8.3 MTU Throughout the Network

The size of the largest data packet that can pass along any particular section of network is called the Maximum Transmission Unit (MTU). Suppose, for example, that a network contains both Ethernet and Token Ring segments. The default MTU for Ethernet is 1,500 bytes. For a 16Mbps Token Ring, the maximum MTU is 18,200 bytes. If a packet travels from one of these media to the other, the network will have to find a compromise.

There are two main ways to resolve MTU mismatch problems. The network can either fragment the large packets, or it can force everything to use the smaller value. In most cases, the network will fragment packets if it can and negotiate the greatest common MTU value only if it is not allowed to fragment. The efficiency issue is that both fragmentation and MTU negotiation consume network resources. However, fragmentation has to be done with every oversized packet, and MTU negotiation is done primarily during session establishment. MTU negotiation also happens if the path changes and the new path contains a leg with a lower MTU value.

In TCP sessions, the Path MTU Discovery process starts when a packet that has the Don't Fragment (DF) bit in the IP header set is sent. This bit literally instructs the network not to fragment the packet. Fragmentation is the default. Suppose a TCP packet passes through a network and it gets to a router that needs to break that packet to send it to the next hop on its path. If the DF bit in the IP header is not set, then the router simply breaks the packet into as many pieces as necessary and sends it along. When the fragments reach the ultimate destination, they are reassembled.

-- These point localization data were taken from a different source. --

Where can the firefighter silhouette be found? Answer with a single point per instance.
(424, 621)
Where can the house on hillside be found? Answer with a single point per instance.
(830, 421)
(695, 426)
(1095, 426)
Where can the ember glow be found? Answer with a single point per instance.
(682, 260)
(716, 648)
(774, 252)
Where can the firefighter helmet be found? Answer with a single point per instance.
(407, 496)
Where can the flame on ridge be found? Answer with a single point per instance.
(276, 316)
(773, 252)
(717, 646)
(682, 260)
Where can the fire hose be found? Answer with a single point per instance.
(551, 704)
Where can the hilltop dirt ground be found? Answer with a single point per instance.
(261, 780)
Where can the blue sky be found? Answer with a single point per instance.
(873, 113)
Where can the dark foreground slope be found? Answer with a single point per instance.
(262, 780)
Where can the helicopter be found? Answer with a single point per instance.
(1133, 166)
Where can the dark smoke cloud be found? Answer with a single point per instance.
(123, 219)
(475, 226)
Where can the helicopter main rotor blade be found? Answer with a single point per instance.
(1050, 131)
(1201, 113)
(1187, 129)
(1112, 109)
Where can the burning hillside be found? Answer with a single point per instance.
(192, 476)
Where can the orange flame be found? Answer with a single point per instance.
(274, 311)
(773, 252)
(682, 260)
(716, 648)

If the DF bit is set, then the router drops the packet and sends back a special ICMP packet explaining the situation. This packet tells the sender that the packet has been dropped because it could not be fragmented. It also tells the sender the largest packet it could have sent. Doing so allows the sender to shorten all future packets to this Path MTU value.

Note that it is more efficient in general to reassemble at the ultimate destination rather than at the other end of the link with a lower MTU. This is because it is possible that the packet will encounter another low MTU segment later in the path. Since there is significant overhead in both fragmentation and reassembly, if the network has to do it, it should do it only once.

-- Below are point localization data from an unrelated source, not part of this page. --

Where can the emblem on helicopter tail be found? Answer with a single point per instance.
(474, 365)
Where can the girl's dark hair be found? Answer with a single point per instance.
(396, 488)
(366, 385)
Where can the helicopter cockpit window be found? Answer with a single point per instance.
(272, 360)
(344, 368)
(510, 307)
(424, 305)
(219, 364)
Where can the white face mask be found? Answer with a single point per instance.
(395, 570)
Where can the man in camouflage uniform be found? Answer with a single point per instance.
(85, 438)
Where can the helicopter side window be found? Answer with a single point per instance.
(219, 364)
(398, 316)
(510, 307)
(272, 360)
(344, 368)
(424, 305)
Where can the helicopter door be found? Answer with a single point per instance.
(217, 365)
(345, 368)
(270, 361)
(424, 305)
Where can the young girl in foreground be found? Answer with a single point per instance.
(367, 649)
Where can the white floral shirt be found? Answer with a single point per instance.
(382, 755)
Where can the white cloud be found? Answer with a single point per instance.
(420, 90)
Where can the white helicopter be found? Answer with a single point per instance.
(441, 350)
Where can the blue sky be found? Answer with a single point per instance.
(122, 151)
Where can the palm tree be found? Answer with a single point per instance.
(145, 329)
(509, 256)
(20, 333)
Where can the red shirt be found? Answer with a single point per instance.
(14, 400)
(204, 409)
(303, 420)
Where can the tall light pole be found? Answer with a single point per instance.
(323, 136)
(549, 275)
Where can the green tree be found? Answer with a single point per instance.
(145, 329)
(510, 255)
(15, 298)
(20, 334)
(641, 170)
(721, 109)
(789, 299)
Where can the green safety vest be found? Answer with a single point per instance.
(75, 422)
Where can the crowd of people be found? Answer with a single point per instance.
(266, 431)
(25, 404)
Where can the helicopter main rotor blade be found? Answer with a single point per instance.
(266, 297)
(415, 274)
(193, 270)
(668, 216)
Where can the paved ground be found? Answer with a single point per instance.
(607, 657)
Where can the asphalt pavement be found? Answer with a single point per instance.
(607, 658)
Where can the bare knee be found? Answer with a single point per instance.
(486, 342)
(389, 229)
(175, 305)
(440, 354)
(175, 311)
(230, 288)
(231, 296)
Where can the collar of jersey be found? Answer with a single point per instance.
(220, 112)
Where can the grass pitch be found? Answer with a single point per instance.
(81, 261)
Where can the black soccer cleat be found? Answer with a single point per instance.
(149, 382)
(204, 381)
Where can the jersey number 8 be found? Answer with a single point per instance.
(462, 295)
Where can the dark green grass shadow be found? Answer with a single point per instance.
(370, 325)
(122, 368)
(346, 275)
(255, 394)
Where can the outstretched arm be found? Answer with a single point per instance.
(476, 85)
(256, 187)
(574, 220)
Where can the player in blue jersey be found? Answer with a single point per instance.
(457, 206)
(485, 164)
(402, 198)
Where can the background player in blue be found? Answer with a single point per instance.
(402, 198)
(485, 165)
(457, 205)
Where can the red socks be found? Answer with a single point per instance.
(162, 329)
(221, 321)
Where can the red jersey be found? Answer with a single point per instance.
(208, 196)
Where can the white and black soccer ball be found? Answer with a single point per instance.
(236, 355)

Many protocols do not have a Path MTU Discovery mechanism. In particular, it is not possible to negotiate an end-to-end MTU for a UDP application. Thus, whenever a large UDP packet is sent through a network segment with a lower MTU value, it must be fragmented. Then the receiver has to carefully buffer and reassemble the pieces. However, most UDP applications deliberately keep their packets small to avoid fragmentation.

If the network is noisy or congested, it is possible to lose some fragments. This loss results in two efficiency problems. First, the device that reassembles the packet from the fragments must buffer the fragments and hold them in its memory until it decides it can no longer wait for the missing pieces. This is not only a resource issue on the device, but it also results in serious latency and jitter problems. The second problem can actually be more serious. If any fragment is lost, then the entire packet must be resent, including the fragments that were received properly. Data lost due to congestion problems will make the problem considerably worse.

Obviously, it is better if the network doesn't have to fragment packets. Thus, in a multiprotocol network it is often better to configure a common MTU manually throughout all end-device segments.

This configuration is not always practical for Token Ring segments that run IBM protocols. Suppose a tunneling protocol such as Data Link Switching (DLSw) connects two Token Ring segments through an Ethernet infrastructure. Generally, it is most efficient to use the greatest MTU possible. In this case, however, there is an important advantage. The DLSw protocol is TCP based and operates as a tunnel between two routers. These routers can discover a smaller Path MTU between them. They can then simply hide the fragmentation and reassemble from the end devices. They will appear to pass full-sized Token Ring frames.

Even here, the routers suffer from additional memory utilization, and there will be latency and jitter issues on the end-to-end session. If at all possible, it is better to reduce the Token Ring MTU to match the lower Ethernet value.